Jingle Ball was a sweet rush, save for the shrill boy-band Big Time Rush (whom kids cheered the hardest) and the lumpy, blue-eyed soul of Patrick Stump. The latter, the ex-leader of Fall Out Boy, was decent, but annoyingly wrong for this crowd. The former, an overly choreographed Nickelodeon-based quartet of vocalists, was unpleasant. Their odd reflective suits and long set managed to make the thought of childhood repellent.
LMFAO (minus the flu-ridden SkyBlu) might be dumb Hollywood electro-rap, yet the ubiquitous "Party Rock Anthem" was wildly contagious. Fuzzy-headed Redfoo and his dancers added rudeness to the scrubbed-clean festivities by stripping to their skivvies and gyrating lewdly. MC Flo Rida yanked off his tank top while rapping through the galloping blues of "Good Feeling" during his solo set. Rida made a second appearance as the lone vocalist on "Where Them Girls At" during producer David Guetta's flashy DJ set. The anxious Gym Class Heroes kept their clothes on during their set of hits. Cheery Travie McCoy was the only vocalist dressed for the holidays with a Santa-ish woolen cap.
Lovato was a high, mighty singer whose faux-epic melodies sounded oddly like Coldplay.

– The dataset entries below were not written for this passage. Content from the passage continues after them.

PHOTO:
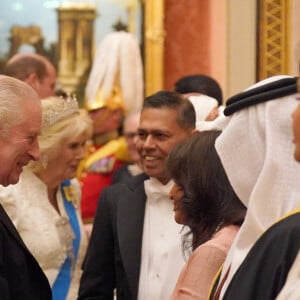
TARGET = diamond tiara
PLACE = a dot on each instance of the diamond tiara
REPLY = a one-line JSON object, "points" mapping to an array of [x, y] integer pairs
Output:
{"points": [[56, 109]]}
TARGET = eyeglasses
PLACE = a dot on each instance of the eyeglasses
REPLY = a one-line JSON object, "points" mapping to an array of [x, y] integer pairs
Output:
{"points": [[130, 135]]}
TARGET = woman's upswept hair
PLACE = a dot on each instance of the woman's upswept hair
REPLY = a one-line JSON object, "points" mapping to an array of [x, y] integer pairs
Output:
{"points": [[209, 201], [73, 125]]}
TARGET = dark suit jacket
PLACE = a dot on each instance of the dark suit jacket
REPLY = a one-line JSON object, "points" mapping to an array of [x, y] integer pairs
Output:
{"points": [[20, 275], [121, 174], [114, 254]]}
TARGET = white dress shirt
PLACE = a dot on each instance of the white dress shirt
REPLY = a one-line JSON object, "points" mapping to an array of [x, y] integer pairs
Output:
{"points": [[162, 257]]}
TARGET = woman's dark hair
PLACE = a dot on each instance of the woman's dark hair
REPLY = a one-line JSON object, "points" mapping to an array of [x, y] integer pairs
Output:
{"points": [[209, 202]]}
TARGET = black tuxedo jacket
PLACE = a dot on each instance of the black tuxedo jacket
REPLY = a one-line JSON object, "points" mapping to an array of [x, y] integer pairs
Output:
{"points": [[20, 275], [114, 254]]}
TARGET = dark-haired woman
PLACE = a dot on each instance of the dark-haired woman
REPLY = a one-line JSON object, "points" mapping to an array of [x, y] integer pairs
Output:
{"points": [[205, 202]]}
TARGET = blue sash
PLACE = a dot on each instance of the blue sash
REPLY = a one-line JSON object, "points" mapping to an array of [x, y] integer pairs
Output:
{"points": [[62, 282]]}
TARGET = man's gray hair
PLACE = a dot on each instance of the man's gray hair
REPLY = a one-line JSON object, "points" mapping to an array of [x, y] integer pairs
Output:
{"points": [[12, 93]]}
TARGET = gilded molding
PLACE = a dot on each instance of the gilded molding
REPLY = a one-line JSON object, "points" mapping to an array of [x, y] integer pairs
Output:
{"points": [[154, 45], [273, 36]]}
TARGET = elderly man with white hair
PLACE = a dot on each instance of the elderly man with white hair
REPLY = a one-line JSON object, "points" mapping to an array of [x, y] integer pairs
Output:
{"points": [[20, 125]]}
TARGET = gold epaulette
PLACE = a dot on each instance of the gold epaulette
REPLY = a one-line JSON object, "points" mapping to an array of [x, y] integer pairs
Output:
{"points": [[116, 147]]}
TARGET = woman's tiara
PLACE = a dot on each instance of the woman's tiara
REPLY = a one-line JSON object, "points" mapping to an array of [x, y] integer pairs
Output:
{"points": [[55, 109]]}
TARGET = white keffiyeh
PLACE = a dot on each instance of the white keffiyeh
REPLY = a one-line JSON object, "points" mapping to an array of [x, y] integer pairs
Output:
{"points": [[203, 105], [256, 149]]}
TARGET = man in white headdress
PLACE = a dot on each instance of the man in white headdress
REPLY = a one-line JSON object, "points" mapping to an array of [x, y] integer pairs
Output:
{"points": [[114, 88], [256, 149]]}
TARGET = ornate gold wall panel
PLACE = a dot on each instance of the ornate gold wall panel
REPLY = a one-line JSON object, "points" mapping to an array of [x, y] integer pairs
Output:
{"points": [[273, 38], [154, 45]]}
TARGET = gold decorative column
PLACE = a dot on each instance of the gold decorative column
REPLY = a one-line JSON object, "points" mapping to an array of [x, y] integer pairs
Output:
{"points": [[154, 45], [273, 38], [75, 45]]}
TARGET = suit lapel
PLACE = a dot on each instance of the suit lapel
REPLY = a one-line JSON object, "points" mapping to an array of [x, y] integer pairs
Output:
{"points": [[131, 211], [5, 220]]}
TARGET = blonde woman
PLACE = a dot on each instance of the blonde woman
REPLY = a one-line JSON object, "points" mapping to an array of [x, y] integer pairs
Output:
{"points": [[44, 205]]}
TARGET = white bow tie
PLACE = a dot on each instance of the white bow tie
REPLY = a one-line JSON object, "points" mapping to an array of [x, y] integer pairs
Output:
{"points": [[155, 190]]}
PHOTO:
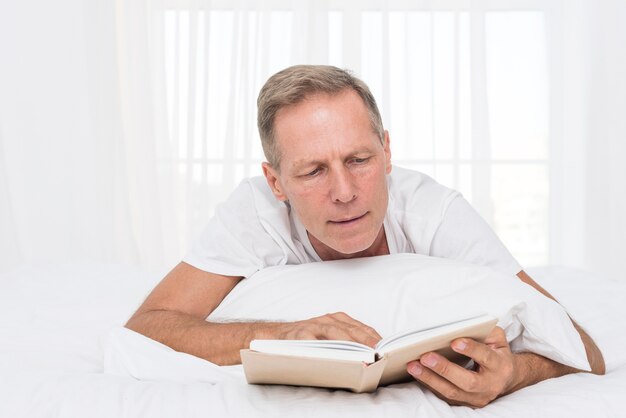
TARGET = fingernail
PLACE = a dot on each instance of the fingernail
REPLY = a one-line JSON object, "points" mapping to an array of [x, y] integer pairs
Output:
{"points": [[460, 345], [429, 361], [415, 369]]}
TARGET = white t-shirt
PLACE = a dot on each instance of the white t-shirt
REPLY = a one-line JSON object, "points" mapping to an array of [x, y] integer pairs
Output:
{"points": [[252, 230]]}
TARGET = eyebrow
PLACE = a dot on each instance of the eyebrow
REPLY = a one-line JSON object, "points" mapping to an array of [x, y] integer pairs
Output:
{"points": [[301, 163]]}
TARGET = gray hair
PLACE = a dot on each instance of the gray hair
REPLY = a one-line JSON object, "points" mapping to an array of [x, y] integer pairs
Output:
{"points": [[294, 84]]}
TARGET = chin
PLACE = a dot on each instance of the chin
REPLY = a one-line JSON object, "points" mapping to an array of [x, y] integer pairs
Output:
{"points": [[354, 247]]}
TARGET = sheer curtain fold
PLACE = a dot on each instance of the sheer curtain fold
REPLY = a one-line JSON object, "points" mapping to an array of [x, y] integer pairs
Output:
{"points": [[130, 142]]}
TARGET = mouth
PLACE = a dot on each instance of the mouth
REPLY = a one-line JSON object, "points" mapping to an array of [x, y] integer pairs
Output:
{"points": [[348, 221]]}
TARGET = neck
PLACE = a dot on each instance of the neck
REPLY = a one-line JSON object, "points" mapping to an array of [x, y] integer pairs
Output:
{"points": [[326, 253]]}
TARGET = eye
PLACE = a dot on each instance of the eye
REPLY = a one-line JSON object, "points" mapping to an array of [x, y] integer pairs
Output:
{"points": [[313, 173]]}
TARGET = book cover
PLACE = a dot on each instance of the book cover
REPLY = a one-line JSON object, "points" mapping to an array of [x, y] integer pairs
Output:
{"points": [[354, 366]]}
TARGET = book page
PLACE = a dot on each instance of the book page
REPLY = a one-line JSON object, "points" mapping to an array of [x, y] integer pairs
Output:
{"points": [[329, 349], [409, 337]]}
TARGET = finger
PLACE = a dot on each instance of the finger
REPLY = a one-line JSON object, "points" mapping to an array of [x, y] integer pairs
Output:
{"points": [[481, 353], [357, 327], [442, 387], [467, 380], [497, 338]]}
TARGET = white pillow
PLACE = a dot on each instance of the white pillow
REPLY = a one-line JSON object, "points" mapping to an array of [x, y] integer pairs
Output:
{"points": [[402, 291]]}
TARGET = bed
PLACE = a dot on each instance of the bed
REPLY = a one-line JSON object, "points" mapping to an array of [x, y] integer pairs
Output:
{"points": [[56, 321]]}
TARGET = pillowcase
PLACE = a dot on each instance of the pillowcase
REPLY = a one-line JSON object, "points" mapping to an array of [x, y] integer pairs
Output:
{"points": [[398, 292]]}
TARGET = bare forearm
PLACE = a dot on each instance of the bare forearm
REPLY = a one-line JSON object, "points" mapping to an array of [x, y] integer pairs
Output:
{"points": [[217, 342]]}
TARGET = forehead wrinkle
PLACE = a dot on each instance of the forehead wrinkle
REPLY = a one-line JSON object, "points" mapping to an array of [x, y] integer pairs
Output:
{"points": [[304, 161]]}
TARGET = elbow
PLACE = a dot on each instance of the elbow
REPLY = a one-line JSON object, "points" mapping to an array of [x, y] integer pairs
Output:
{"points": [[597, 364]]}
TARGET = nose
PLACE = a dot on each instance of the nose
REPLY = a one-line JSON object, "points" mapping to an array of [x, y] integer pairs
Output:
{"points": [[342, 189]]}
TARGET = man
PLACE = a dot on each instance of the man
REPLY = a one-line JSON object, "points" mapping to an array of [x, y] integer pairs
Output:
{"points": [[330, 193]]}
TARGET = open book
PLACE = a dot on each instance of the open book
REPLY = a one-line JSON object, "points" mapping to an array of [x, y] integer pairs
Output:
{"points": [[354, 366]]}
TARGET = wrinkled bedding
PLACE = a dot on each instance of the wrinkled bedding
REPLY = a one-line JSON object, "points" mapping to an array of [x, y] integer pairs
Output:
{"points": [[56, 322]]}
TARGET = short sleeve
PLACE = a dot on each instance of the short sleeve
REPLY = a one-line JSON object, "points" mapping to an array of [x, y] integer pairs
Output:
{"points": [[235, 242], [464, 235]]}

Lavigne proved she was still power pop's kitten-with-a-whip, who can feign tenderness with ease (in her vulnerable new "Wish You Were Here").
Then there's Kelly Clarkson - who had the Ball's best moments. When she wasn't hooting through throbbing dance-pop hits, Clarkson lent her subtly shaded baritone to the minor chords of "Dark Side," the fluttering "Stronger" and, gracefully, the night's only holiday tune, a tear-jerking "I'll Be Home for Christmas."